Pはperformanceで、TはTaskで、EはExperienceで、マシン学習は一つのTaskに対して、Experienceによって、Performanceを昇格させます。
機械学習では神経ネットワークの位置がますます重要になり、非線形活性化関数は神経ネットワーク適合分布に寄与し、効果は線形分類器よりも著しく優れていることが分かった。
y=Wx+b
通常のアクティブ関数はReLU、sigmoid、tanhがあります。
sigmoidは値を(0,1)にマッピングする。

tanhは入力を(-1,1)区間にマッピングします。


#    tanh
%matplotlib inline
import matplotlib.pyplot as plt
import numpy as np
def tanh(x):
    return (np.exp(x)-np.exp(-x))/(np.exp(x)+np.exp(-x))
X=np.linspace(-5,5,100)
plt.figure(figsize=(8,6))
ax=plt.gca()#get current axis:       
#                 
ax.spines['right'].set_color('none')
ax.spines['top'].set_color('none')
#  bottom x 
ax.xaxis.set_ticks_position('bottom')
ax.spines['bottom'].set_position(('data',0))
#  left y 
ax.yaxis.set_ticks_position('left')
ax.spines['left'].set_position(('data',0))
ax.plot(X,tanh(X),color='blue',linewidth=1.0,linestyle="-")
plt.show()
fig1
オープンフレーム
ニューラルネットワークの層数が深くなると、分布を捕捉する効果が強くなり、深度学習は深層神経ネットワークの学習を意味すると簡単に考えられます。
現在は二大主流の深さ学習フレームがあります。PytochとTensorflow。
Pytochはダイナミック計算図をサポートしています。Pythonに近い使い方をしています。
Tensorflowは静的な計算図で、新しい言語のように使われています。簡単に使えるkersはもう誰も守ってくれなくて、tensorflowに統合されたそうです。

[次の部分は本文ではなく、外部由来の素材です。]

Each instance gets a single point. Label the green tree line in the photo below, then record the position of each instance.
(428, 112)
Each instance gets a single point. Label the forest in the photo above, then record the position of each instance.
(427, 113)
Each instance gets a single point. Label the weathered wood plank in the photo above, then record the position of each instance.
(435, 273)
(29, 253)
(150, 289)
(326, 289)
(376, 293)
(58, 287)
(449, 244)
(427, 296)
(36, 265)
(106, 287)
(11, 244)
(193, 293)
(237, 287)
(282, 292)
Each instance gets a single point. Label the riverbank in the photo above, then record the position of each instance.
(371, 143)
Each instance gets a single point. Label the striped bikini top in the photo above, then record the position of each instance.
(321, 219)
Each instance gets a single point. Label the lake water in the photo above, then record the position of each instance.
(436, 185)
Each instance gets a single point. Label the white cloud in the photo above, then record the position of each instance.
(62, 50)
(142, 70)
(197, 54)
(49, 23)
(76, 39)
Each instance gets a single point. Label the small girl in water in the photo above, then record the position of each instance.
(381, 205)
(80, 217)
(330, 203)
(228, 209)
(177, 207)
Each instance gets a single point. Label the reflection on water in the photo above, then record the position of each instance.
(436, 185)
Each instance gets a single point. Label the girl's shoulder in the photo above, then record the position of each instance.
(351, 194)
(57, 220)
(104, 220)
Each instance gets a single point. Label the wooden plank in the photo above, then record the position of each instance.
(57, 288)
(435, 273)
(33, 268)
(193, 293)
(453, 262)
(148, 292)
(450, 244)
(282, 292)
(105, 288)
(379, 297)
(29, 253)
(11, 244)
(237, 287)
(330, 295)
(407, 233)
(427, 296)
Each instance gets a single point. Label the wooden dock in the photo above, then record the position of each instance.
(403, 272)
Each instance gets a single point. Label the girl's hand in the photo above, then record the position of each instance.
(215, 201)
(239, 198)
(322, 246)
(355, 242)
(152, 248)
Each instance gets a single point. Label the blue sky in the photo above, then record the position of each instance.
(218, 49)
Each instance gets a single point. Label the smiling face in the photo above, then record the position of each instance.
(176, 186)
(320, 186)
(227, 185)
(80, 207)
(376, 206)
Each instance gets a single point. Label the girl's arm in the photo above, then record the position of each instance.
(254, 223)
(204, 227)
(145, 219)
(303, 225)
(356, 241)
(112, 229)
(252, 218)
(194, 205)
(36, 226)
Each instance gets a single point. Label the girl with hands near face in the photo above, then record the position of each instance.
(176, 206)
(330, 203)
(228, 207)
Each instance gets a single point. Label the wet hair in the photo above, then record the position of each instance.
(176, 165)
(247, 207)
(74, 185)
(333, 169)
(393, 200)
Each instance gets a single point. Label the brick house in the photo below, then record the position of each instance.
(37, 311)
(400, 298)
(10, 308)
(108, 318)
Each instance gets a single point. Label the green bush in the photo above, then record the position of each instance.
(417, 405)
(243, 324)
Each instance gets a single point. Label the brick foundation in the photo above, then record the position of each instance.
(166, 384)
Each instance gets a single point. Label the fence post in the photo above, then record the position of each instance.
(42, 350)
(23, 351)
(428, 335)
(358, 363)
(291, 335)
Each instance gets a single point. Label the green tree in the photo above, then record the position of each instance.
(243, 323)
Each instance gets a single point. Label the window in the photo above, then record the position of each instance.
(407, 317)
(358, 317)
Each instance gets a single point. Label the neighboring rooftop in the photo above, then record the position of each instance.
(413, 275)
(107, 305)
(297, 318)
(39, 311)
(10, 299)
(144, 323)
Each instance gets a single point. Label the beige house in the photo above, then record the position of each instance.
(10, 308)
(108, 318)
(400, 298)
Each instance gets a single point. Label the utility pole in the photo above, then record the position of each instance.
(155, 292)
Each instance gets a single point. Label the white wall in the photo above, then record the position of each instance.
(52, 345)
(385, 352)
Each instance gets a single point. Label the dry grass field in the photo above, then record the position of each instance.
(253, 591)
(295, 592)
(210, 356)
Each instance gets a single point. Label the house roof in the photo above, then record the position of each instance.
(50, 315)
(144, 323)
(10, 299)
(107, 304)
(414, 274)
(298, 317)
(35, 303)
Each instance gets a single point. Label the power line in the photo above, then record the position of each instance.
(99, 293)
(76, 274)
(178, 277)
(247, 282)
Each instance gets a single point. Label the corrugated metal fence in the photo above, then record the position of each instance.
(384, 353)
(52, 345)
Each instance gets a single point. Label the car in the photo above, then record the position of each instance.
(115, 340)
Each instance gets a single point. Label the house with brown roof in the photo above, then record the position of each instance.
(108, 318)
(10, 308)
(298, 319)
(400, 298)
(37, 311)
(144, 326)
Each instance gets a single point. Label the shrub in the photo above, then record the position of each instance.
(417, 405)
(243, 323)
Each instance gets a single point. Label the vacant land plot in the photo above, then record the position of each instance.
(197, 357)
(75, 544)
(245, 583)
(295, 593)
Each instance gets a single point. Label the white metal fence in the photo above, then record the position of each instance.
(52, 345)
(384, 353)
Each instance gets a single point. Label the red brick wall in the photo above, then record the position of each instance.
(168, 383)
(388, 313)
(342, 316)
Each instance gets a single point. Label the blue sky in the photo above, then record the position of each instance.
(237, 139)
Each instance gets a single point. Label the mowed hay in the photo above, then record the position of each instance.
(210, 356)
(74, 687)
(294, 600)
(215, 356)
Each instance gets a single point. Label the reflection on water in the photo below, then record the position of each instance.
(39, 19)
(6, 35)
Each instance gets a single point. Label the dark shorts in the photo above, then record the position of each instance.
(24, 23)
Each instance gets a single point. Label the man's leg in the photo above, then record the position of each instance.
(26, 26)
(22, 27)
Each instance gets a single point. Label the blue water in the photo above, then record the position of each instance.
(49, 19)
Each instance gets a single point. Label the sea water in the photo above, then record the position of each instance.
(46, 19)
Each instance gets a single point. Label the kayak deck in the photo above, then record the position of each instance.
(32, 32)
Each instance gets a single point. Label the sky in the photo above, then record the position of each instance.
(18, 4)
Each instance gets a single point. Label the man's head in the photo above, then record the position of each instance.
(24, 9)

一つの深さ学習項目の運行フローは主に以下の通りです。
v fig2
深さ学習計算が重複し、膨大な量のため、GPUにモデルを配置する必要があります。GPUの設計は深さ学習計算を加速するのに適しています。GPUでの深さ学習実験を容易にするために、CUDAアーキテクチャを開発しました。今はほとんどのDLモデルはCUDAに基づいて加速されています。
CUDAについて
1.CUDAとは何ですか?
CUDAは、グラフィックカードメーカーNVIDIAの演算プラットフォームです。CUDAは、GPUが複雑な計算問題を解決できるようにするNVIDIAによって導入された汎用並列計算アーキテクチャである。
2.CUDNNとは何ですか?
NVIDIA cuDNNは、深度神経ネットワーク用のGPUアクセラレータです。性能、使いやすさ、低メモリオーバヘッドを強調します。NVIDIA cuDNNはより高いレベルのマシン学習フレームに統合できる。
方向の概要
現在のコンピュータビジョンの発展は自然言語処理より成熟し、NLPのトレーニングはCVよりもリソースを消費し、CVモデルは比較的小さい。
CV方向:
1.画像分類(Reset,DenseNet)
  • ターゲット検出Object Detect
  • スタイルはSteyle Transfer
  • に移動します。
  • CycleGAN:例えば、画像の中で馬からシマウマまで、シマウマから馬に戻ってもいいです。
  • ImageCaptioning:画像から記述テキストを生成し、一般的にCNNでfeatureを取得し、RNNを入力してテキスト
  • を取得する。
    2.NLP方向で
  • 感情分析:分類評論データ
  • Question Answeting:問題の一部->が答えを出す
  • Translation:OpenNM T-pyが使用でき、OpenNMT-pyはオープンソースのseq->seqモデル
  • である。
  • ChotBotチャットロボットは、Question Answeringに基づいて、現在
  • をスタートしたばかりです。
    また、Deep Reinforcement Learningを強化して、簡単なレンガゲームから有名なアルファGoまでやります。
    そして予備訓練言語モデル:BERT、GPT 2のような機械に話を続けさせます。
    学習を移転する
    CVではNNの低層が位置情報(端、角などの細かい情報)を抽出し、高層が抽象情報を抽出することができるので、低層のネットワークは繰り返し使用でき、高層を変更して他のタスクを適用するように訓練される。
    このように、深さ学習プロファイルに関する記事は終了しました。これからも深さ学習の文章を更新していきます。さらに関連する深さ学習の文章を検索してください。また、下記の関連記事をご覧ください。これからもよろしくお願いします。